For a bit more on this subject see   
https://mengohospital.org/history/


Kigezi High School, and other schools…

I taught for several years at Kigezi High School, originally founded in 1922 as a mission school to give education to those in South-western Uganda who otherwise would not have had an education. 



6th form members of the KHS Christian Union, aged between 18 and 23.
 (Click on picture to enlarge it)


Nearby was Hornby High School, founded by Constance Hornby (a relative of Frank Hornby, the originator of Hornby Trains!)  who wanted to ensure that in a male dominated society, girls would get an education too.   
Hornby High Schhol for girls

After we had left Uganda, one of my Christian colleagues, Elizabeth Traill, became the first headmistress of another mission school, Bishop Kivengere Girls' School, Muyebe. 

Leonard Sharp

Not far from Kabale is Lake Bunyonyi, 


where in 1920 Dr Leonard Sharp, a pioneer missonary doctor, set up a leprosy hospital on Bwama Island.  He built a home and lived with his family on a nearby island which has become known as Sharp island and which is now a tourist destination.
Sharp Island -( now Gorilla Lodge Hotel)


Bwama Island

When I returned to UK and settled near Corsham, I wa surprised to discover that Len Sharp's daughter Joy was living in Corsham with her husband Leon Gower, who was teaching at Hardenhuish School, as I was.  As a result of this coincidence the Gowers and ourselves became firm friends. 

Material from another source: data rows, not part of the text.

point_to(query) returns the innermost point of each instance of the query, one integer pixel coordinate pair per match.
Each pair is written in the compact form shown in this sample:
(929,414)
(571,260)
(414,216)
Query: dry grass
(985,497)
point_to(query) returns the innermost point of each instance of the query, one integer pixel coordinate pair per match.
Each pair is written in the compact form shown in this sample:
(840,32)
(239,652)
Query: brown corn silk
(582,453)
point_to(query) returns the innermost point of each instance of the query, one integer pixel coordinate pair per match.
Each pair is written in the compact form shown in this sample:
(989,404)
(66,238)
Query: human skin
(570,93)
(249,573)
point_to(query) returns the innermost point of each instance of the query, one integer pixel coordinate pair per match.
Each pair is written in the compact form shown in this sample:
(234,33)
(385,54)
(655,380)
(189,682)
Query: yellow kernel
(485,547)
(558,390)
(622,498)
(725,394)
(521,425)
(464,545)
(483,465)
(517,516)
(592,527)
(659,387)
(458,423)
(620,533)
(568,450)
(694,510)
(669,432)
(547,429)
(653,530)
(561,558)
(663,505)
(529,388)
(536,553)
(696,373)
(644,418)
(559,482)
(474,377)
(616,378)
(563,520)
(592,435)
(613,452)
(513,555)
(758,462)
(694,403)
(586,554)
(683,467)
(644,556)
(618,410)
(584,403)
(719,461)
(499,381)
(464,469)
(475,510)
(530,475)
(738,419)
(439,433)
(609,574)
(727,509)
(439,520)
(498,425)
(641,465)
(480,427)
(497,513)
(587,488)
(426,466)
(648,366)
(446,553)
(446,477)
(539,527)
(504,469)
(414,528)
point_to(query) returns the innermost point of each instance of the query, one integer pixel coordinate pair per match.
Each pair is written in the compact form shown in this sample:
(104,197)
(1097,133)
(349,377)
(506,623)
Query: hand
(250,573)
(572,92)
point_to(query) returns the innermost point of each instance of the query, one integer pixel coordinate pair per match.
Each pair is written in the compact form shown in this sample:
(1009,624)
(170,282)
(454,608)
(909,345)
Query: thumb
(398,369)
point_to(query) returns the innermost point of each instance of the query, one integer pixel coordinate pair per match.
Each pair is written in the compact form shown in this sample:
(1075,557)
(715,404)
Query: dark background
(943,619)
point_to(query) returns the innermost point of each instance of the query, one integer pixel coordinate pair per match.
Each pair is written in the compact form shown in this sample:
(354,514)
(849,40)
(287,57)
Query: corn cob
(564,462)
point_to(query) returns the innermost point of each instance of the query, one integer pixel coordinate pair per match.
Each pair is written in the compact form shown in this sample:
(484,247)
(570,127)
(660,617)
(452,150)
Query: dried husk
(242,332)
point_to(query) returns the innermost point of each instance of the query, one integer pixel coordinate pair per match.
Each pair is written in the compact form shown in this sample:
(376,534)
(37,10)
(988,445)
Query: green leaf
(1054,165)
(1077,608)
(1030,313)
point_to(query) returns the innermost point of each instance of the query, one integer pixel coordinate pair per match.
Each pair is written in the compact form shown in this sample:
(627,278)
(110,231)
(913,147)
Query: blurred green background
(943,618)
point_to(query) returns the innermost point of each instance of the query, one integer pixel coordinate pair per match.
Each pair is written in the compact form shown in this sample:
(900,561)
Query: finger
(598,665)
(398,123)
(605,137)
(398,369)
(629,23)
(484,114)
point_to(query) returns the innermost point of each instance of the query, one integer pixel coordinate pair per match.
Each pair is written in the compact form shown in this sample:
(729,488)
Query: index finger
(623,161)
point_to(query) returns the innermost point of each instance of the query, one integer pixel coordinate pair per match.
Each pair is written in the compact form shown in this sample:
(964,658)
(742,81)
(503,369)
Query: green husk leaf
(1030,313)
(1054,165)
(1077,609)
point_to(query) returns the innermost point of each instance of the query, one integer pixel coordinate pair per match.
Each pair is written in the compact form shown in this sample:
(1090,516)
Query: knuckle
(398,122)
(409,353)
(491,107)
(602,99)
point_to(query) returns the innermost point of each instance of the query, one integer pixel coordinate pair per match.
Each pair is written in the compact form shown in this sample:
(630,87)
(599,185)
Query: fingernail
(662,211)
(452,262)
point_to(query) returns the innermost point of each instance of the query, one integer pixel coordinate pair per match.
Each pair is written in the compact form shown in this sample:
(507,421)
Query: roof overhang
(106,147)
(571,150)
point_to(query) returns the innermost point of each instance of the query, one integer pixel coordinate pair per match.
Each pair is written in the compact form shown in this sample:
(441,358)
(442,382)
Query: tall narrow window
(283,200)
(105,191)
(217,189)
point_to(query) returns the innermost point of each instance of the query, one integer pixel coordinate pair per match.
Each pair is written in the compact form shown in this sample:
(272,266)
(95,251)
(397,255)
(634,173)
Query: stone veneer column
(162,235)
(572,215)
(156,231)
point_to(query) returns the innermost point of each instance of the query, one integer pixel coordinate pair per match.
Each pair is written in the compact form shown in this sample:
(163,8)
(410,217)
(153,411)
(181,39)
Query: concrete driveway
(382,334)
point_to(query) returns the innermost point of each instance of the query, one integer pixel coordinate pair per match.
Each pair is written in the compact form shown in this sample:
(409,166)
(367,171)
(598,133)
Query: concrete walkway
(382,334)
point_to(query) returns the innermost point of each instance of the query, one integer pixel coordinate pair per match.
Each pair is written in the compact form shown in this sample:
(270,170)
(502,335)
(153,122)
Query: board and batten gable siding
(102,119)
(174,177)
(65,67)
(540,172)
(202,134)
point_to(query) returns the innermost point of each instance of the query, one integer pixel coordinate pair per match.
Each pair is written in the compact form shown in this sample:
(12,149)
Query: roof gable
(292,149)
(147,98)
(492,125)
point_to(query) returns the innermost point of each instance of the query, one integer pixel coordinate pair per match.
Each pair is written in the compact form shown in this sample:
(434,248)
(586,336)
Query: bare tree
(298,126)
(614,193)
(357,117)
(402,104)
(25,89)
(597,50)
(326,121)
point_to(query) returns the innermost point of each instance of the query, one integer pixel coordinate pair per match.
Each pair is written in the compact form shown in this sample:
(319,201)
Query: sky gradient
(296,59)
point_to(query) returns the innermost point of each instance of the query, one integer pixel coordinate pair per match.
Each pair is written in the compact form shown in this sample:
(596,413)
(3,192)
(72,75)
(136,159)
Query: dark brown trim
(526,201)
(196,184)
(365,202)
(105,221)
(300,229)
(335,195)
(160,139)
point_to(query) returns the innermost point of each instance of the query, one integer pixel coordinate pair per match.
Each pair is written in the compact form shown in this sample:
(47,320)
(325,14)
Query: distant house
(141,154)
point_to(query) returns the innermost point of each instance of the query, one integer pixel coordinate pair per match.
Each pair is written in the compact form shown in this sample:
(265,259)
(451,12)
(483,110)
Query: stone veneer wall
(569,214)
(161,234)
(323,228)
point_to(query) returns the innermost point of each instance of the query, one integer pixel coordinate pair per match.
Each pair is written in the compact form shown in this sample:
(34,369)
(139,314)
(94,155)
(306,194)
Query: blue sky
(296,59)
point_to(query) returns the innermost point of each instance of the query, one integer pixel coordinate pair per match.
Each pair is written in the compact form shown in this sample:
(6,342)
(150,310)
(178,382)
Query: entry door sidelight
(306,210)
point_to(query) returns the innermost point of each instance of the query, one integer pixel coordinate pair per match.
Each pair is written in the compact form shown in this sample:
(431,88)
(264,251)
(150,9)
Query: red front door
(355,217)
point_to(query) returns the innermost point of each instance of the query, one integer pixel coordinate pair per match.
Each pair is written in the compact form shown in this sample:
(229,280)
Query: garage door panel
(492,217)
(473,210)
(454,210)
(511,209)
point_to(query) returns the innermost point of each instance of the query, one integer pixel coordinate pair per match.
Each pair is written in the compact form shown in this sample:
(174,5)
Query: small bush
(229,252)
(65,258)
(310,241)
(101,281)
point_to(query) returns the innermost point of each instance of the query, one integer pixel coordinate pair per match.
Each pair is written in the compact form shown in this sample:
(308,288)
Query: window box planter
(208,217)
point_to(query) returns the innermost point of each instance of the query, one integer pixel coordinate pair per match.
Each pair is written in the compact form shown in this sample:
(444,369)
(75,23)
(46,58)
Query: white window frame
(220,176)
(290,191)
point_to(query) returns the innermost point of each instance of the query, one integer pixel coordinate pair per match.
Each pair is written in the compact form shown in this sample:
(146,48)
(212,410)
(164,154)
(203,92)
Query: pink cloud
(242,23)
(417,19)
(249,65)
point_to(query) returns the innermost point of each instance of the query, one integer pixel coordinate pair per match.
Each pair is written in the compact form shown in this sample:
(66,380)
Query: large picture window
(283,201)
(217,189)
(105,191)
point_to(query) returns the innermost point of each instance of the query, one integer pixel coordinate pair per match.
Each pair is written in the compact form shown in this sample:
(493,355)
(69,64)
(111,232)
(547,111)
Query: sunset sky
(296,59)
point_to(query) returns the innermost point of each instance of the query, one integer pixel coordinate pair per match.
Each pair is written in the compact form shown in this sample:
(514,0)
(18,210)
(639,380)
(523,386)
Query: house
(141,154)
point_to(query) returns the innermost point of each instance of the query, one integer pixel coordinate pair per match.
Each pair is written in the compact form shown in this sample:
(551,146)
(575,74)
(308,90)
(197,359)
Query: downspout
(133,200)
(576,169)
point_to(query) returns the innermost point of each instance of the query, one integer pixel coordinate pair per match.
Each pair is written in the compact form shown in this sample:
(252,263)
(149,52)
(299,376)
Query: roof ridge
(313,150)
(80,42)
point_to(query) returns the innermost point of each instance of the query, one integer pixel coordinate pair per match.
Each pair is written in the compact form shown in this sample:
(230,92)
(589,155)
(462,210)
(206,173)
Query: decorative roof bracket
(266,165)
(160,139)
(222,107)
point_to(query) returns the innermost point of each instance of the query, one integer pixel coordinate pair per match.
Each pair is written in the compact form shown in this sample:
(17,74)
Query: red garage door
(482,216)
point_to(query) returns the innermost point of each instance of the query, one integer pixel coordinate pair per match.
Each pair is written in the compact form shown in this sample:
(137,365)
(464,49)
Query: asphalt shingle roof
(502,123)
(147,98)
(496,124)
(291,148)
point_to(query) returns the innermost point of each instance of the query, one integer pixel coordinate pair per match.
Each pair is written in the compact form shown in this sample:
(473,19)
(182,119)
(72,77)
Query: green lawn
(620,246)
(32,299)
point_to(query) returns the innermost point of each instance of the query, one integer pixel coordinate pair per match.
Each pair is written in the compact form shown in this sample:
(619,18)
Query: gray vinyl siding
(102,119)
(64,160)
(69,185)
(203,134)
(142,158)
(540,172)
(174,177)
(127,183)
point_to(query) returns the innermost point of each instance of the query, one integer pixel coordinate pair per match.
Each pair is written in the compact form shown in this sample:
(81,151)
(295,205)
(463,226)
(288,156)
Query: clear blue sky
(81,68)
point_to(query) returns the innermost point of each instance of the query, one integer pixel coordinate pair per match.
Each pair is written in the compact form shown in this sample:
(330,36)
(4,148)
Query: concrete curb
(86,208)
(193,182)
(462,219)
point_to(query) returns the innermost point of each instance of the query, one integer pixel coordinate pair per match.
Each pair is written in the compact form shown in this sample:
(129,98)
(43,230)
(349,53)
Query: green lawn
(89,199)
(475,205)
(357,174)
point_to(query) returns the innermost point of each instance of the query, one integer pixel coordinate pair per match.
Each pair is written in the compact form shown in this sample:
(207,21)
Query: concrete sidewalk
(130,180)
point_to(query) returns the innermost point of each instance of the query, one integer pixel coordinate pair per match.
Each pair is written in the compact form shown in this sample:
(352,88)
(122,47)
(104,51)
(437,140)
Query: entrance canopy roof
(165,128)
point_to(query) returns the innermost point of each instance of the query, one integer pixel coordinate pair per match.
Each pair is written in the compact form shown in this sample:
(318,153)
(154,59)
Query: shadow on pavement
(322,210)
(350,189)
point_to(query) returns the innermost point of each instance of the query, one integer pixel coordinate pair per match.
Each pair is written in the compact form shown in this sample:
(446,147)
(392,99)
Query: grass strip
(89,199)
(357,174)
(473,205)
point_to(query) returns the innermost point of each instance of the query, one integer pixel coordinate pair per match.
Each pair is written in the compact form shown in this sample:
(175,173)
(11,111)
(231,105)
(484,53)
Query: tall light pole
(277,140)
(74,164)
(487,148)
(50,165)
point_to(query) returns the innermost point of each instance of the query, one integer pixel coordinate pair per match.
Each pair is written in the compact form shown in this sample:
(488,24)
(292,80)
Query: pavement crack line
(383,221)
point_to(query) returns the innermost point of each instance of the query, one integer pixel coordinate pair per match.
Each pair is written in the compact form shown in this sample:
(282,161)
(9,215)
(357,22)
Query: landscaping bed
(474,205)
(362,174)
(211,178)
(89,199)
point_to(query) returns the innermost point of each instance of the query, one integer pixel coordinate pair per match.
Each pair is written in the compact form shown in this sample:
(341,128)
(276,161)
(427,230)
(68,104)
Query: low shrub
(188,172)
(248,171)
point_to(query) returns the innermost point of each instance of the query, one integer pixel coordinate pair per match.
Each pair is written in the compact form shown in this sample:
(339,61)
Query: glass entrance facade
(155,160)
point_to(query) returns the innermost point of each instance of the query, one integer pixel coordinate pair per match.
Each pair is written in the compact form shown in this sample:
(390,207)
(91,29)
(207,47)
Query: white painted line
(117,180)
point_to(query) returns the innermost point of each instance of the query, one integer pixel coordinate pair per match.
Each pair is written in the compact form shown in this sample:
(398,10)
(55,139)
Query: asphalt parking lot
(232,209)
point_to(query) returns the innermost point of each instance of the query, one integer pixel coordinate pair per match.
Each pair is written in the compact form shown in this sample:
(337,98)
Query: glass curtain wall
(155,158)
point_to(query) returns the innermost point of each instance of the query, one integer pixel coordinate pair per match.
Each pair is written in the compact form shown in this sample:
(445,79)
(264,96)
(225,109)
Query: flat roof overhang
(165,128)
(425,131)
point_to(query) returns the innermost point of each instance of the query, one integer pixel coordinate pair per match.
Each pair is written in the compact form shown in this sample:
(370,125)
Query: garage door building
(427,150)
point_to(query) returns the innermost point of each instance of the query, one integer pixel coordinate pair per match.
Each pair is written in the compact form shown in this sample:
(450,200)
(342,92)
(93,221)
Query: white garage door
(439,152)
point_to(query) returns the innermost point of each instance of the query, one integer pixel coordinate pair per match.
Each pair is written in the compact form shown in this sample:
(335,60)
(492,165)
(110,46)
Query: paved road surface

Joy wrote a book about her life on Lake Bunyonyi, and there is an extract from it on the following website: 

https://gorillahighlands.com/places/lake-bunyonyi/sharps-island/

 

John Mackenzie

Finally, I'll add a little story about another missionary to Africa… My own experience of what missionaries have done, as well as the following story make the opposite point to the one Kingsolver makes: the true story of the 19th-century missionary John Mackenzie. When white settlers in South Africa threatened to take over the natives' land, Mackenzie helped his friend and political ally Khama III travel to Britain. There, Mackenzie and his colleagues held petition drives, translated for Khama and two other chiefs at political rallies, and even arranged a meeting with Queen Victoria. Ultimately their efforts convinced Britain to enact a land protection agreement. Without it, the nation of Botswana would likely not exist today. The annals of Western Protestant missions include Nathan Prices, of course, like Kingsolver's fictional missionary.  But the truth is that they include many more John Mackenzies. In fact, research done by the sociologist Robert Woodberry shows that the work of missionaries like Mackenzie turns out to be the single largest factor in ensuring the health of nations.
For more on Woodberry's research see
 http://intersectproject.org/faith-and-economics/robert-woodberry-world-missionaries-made/



The amount of good done by Christians who ditched promising careers to go out to spread the gospel in far-flung places  is inestimable.  During my time in Africa I was surrounded by enormous amounts of evidence of this.

My attention was drawn recently to a short video by Milton Jones, a Christian stand-up comic, who said

Apart from being involved at the beginning of science, systems of government, philosophy, art, schools, hospitals, the emancipation of women, the abolition of slavery, social welfare, helping form the basis of the moral code most people live by, and introducing popular notions of justice, mercy, decency and compassion – what has Christianity ever really done for the world?